[asdf-devel] keeping versioning information externally
avodonosov at yandex.ru
Thu Nov 28 22:24:37 UTC 2013
I want to highlight another tool to deal with versioning.
19.11.2013, 23:41, "Robert P. Goldman" <rpgoldman at sift.info>:
> two versions of the same library on the same machine is quite feasible,
> and indeed I do this myself, every day. I have different
> source trees for different projects, and with each source tree
> is associated a different ASDF configuration.
> This is not a futuristic "wouldn't it be nice if..." situation, either:
> it's a simple requirement of my daily work environment. E.g., I have
> projects that rely on different versions of FiveAM (they are hosted
> differently, so it's not just a matter of demanding that everyone
> upgrade -- some I run, some I don't).
I did that too. I had a config file vermap.lisp
which puts directories of the libary versions
I need to ASDF central registry.
So, when we say :depends-on (#:fiveam) we have an external
configuration which specifies then exact version of fiveam
to be loaded.
The external configuration is a flat mapping:
(:name :chunga :ver "0.4.3")
(:name :cl-base64 :ver "3.3.2")
(:name :cl-cont :ver "0.3.4")
(:name :cl-containers :ver "0.9.10")
(:name :cl-fad :ver "0.6.2")
(:name :cl-html-parse :ver "1.0")
I called such a mapping a "vermap" or a "libworld".
I used different vermaps for different applications.
And Quicklisp uses this approach. Quicklisp dist version
is a collection of releases, it specifies what
exact release of fiveam is used by asdf:load-op "fiveam".

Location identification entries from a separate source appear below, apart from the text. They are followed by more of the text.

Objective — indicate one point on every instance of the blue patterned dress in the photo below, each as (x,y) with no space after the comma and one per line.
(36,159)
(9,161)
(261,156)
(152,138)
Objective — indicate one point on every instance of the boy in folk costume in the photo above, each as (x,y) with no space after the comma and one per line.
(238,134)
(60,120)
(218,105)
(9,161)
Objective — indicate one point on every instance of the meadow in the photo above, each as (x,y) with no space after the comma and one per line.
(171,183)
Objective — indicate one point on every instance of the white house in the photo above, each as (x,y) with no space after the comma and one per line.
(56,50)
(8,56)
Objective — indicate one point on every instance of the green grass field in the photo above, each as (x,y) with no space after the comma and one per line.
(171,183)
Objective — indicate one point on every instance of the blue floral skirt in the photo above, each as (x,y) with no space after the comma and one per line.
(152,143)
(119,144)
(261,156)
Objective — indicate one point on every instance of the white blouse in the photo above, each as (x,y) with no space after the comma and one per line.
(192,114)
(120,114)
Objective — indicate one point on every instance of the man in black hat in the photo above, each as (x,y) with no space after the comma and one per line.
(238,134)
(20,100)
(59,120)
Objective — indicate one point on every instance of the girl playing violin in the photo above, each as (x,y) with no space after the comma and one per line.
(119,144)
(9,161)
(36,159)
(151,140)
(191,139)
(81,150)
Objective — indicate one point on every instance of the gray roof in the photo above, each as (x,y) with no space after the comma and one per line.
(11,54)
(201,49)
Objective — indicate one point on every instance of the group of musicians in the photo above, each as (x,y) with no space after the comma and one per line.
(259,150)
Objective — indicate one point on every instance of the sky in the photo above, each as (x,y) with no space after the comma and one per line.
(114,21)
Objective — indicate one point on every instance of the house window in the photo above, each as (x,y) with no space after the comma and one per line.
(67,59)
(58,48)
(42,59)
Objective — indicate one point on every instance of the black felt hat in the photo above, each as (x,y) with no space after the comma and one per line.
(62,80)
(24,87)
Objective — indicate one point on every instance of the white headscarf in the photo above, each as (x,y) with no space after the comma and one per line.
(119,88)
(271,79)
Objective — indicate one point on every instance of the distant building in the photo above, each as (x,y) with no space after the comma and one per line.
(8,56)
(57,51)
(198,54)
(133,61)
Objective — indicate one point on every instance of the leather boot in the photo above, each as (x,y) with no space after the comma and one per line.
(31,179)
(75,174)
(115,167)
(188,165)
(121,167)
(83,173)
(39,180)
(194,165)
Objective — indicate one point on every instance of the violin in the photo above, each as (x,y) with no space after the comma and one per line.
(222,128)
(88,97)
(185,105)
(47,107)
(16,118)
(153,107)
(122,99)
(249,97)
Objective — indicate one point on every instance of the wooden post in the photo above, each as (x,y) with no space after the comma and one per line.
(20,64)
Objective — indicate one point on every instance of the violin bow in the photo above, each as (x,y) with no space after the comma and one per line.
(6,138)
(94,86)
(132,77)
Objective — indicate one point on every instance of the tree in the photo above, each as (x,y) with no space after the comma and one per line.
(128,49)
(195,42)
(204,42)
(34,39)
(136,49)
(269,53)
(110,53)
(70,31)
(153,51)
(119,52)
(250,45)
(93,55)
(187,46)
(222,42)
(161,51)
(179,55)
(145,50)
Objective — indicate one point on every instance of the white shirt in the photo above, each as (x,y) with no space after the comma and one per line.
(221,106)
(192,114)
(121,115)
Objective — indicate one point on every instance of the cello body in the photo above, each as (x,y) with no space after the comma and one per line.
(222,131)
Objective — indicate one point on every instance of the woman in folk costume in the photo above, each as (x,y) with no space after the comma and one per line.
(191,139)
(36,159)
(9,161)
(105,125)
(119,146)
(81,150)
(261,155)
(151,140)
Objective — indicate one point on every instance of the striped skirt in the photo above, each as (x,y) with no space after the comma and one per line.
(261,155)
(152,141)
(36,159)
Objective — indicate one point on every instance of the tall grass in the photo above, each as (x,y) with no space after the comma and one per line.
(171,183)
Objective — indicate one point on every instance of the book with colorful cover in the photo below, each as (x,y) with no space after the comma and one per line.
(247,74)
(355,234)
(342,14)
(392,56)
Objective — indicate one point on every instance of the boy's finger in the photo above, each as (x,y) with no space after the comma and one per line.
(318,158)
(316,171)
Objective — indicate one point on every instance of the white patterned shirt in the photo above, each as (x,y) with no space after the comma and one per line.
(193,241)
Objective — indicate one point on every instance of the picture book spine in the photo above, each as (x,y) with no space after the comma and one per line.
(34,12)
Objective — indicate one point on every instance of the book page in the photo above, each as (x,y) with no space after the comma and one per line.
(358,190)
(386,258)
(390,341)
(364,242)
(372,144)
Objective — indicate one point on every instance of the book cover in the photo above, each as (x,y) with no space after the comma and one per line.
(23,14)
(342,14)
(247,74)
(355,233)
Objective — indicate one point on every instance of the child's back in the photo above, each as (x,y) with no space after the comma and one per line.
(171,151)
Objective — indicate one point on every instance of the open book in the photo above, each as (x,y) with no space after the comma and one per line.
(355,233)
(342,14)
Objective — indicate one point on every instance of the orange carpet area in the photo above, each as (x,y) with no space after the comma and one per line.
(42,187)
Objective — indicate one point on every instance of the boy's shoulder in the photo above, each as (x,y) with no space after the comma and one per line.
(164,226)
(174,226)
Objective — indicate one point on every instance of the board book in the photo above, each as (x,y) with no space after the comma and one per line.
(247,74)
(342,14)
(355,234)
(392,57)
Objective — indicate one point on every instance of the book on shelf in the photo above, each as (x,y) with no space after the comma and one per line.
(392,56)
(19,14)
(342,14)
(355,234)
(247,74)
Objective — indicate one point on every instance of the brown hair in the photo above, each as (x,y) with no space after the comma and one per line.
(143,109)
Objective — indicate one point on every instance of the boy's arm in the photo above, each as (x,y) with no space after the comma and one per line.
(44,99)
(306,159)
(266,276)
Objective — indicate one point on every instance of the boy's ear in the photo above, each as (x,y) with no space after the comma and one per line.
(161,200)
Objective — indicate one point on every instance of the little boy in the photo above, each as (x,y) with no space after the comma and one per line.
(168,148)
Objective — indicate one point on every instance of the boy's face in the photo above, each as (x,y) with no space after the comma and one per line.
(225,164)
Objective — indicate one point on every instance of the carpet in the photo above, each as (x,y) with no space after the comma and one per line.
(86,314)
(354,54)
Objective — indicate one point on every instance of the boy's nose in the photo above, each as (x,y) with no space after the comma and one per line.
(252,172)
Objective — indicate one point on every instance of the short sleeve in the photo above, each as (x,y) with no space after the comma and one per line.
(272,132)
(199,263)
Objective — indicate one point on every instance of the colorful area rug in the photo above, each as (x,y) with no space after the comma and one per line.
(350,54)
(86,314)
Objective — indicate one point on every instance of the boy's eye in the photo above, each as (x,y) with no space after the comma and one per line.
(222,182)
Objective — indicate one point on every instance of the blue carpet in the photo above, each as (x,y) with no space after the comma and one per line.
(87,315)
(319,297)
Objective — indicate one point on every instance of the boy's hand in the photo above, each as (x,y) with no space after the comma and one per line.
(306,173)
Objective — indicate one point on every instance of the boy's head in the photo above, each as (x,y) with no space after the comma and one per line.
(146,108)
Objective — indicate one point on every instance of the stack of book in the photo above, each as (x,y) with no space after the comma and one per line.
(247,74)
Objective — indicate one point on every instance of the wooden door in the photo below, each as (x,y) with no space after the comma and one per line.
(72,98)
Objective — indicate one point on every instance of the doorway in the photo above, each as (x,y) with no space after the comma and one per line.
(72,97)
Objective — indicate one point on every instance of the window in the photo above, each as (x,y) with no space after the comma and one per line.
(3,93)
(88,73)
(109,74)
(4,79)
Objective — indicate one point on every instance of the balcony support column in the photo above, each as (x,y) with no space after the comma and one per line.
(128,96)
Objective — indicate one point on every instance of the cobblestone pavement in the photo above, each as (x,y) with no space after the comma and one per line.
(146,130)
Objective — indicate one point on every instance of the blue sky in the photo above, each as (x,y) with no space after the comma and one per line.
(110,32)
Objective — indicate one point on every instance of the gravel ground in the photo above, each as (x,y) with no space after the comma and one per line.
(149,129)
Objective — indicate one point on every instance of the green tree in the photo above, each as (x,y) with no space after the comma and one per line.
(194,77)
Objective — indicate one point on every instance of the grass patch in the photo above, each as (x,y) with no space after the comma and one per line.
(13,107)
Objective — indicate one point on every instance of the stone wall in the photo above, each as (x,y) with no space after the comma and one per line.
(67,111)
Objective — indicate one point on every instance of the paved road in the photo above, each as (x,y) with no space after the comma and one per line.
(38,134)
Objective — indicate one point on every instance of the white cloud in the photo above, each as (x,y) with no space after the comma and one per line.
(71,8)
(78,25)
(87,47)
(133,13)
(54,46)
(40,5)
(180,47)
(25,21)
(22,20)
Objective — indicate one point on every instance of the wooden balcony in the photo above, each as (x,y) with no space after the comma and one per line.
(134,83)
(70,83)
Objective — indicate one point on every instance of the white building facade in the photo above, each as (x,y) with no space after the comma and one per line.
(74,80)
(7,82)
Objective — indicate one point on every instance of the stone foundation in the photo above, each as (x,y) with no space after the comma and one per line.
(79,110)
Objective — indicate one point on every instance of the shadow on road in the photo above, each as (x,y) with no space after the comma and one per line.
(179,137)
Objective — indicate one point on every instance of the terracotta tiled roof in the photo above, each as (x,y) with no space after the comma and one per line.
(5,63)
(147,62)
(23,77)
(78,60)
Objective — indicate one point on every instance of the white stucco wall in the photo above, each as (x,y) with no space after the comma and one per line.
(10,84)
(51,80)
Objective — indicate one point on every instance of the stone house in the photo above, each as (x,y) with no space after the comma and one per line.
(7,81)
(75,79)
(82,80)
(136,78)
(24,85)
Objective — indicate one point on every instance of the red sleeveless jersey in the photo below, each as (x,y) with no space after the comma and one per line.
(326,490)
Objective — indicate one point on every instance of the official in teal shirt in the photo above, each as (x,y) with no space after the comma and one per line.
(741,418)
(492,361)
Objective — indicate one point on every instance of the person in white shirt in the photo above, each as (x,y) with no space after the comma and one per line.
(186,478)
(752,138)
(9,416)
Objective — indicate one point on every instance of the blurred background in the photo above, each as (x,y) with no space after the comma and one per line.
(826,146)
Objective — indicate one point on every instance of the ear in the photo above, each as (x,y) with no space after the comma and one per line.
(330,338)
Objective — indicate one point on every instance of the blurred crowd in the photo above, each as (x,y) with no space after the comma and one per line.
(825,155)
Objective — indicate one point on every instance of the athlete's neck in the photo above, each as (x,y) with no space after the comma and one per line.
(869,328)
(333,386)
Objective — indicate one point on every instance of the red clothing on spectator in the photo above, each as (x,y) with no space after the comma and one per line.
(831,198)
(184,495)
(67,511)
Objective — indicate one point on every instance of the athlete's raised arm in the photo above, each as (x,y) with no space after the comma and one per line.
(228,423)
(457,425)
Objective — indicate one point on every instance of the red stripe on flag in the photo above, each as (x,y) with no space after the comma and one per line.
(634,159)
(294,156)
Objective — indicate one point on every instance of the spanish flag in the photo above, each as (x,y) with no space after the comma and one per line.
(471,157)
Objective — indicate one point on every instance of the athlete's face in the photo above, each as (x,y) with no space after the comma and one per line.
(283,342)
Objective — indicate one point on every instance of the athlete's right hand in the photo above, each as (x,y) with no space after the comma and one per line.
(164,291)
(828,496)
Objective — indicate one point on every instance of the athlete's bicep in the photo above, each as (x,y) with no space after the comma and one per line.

This approach is different from the case where
each libary author specifies constrains for the library
dependencies, and the library loader tries to find some versions
which satisfy the constrains.
With the exact mapping we have a reproducible
configuration. For example, my application
startup script does (require-quicklisp :version "2013-01-28"),
so that when the application is deployed on server,
it works with exactly same library versions as it was
tested on the development machine.
Developers can collaborate to assemble library version
and share vermaps which are consistent and tested
to work well together. They can be shared inside
a company, or globally, like Quicklisp does.